Das steht in Äthiopien auf dem Spiel

Analyse
Verhältnis zwischen Äthiopien und Eritrea
Ein sowjetischer Panzer, zurückgelassen von äthiopischen Truppen, die sich 1991 aus Eritrea zurückzogen. David Stanley / lizensiert nach Creative Commons Attribution 2.0 Generic

Ob der vermeintliche Stabilitätsanker am Horn von Afrika in eine Art Bürgerkrieg abzurutschen droht, welche Rolle Friedensnobelpreisträger Abyi Ahmed spielt – und welche Szenarien Äthiopien nun bevorstehen.

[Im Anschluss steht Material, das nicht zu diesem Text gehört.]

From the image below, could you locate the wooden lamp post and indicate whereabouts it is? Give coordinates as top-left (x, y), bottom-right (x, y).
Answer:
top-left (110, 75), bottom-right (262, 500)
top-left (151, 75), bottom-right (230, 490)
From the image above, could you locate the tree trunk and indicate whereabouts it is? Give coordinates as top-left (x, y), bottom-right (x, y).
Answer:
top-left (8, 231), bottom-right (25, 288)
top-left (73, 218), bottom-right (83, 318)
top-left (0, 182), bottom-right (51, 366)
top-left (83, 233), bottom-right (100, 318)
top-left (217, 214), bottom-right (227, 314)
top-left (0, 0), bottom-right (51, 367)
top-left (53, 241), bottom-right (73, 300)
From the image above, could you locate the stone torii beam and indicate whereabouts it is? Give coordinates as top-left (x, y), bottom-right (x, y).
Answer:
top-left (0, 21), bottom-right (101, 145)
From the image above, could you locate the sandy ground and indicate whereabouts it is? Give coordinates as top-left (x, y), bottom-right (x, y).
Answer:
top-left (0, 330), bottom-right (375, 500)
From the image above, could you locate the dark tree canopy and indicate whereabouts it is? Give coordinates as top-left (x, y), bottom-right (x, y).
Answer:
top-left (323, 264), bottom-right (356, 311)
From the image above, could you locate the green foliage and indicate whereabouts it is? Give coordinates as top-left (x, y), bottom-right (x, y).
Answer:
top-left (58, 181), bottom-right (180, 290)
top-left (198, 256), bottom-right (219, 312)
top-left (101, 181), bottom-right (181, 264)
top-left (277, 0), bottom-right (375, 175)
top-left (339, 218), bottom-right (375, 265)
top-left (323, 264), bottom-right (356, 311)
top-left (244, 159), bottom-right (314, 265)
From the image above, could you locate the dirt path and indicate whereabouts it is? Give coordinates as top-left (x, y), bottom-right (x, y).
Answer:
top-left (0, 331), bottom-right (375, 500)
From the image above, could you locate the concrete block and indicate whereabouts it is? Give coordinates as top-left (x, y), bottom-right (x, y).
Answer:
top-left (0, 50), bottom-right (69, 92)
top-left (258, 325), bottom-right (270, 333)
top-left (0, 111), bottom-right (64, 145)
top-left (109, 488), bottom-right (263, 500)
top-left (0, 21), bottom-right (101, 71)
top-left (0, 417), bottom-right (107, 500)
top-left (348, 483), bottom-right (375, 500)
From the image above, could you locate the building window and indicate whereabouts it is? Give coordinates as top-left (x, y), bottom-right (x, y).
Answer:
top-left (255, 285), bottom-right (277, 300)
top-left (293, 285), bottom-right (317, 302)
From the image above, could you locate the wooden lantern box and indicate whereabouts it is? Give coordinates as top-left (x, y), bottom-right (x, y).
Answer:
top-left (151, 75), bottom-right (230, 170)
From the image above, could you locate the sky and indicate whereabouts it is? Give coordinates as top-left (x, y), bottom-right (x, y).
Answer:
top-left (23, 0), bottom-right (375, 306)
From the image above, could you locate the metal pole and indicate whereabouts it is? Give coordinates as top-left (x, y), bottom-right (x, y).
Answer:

Am 10. Dezember 2019 nahm Äthiopiens Premierminister Abiy Ahmed in Oslo den Friedensnobelpreis entgegen. Die Welt, Afrika und vor allem Äthiopien feierte den jungen, charismatischen Anführer, der es gewagt hatte, mit Eritrea Frieden zu schließen.

 

Kein Jahr später, am 17. November 2020 zeigt sich das Nobel-Komitee »tief betroffen« über die Situation in Äthiopien und ruft alle Parteien dazu auf »Meinungsverschiedenheiten und Konflikte mit friedlichen Mitteln zu lösen«. Die Schlagzeilenmacher westlicher Medien texten mit staunendem Gruseln vom Friedensnobelpreisträger, der in den Krieg zieht.

 

Was ist geschehen?

In der Nacht, in der die Welt gebannt auf die USA-Karte mit roten und blauen Staaten blickt und dem Ausgang der Präsidentschaftswahl entgegenfiebert, beordert Abiy Ahmed, einst selbst äthiopischer Offizier mit Kriegserfahrung die äthiopischen Streitkräfte nach Tigray, »um ihre Mission zu erfüllen das Land und die Region davor zu bewahren, in Instabilität abzudriften«.

 

Nachdem seine Regierung viel Geduld aufgebracht habe, sei nun »die letzte rote Linie« überschritten worden: Einheiten der in Tigray regierenden »Volksbefreiungsfront von Tigray« (TPLF) hätten das Armeehauptquartier im Norden überfallen.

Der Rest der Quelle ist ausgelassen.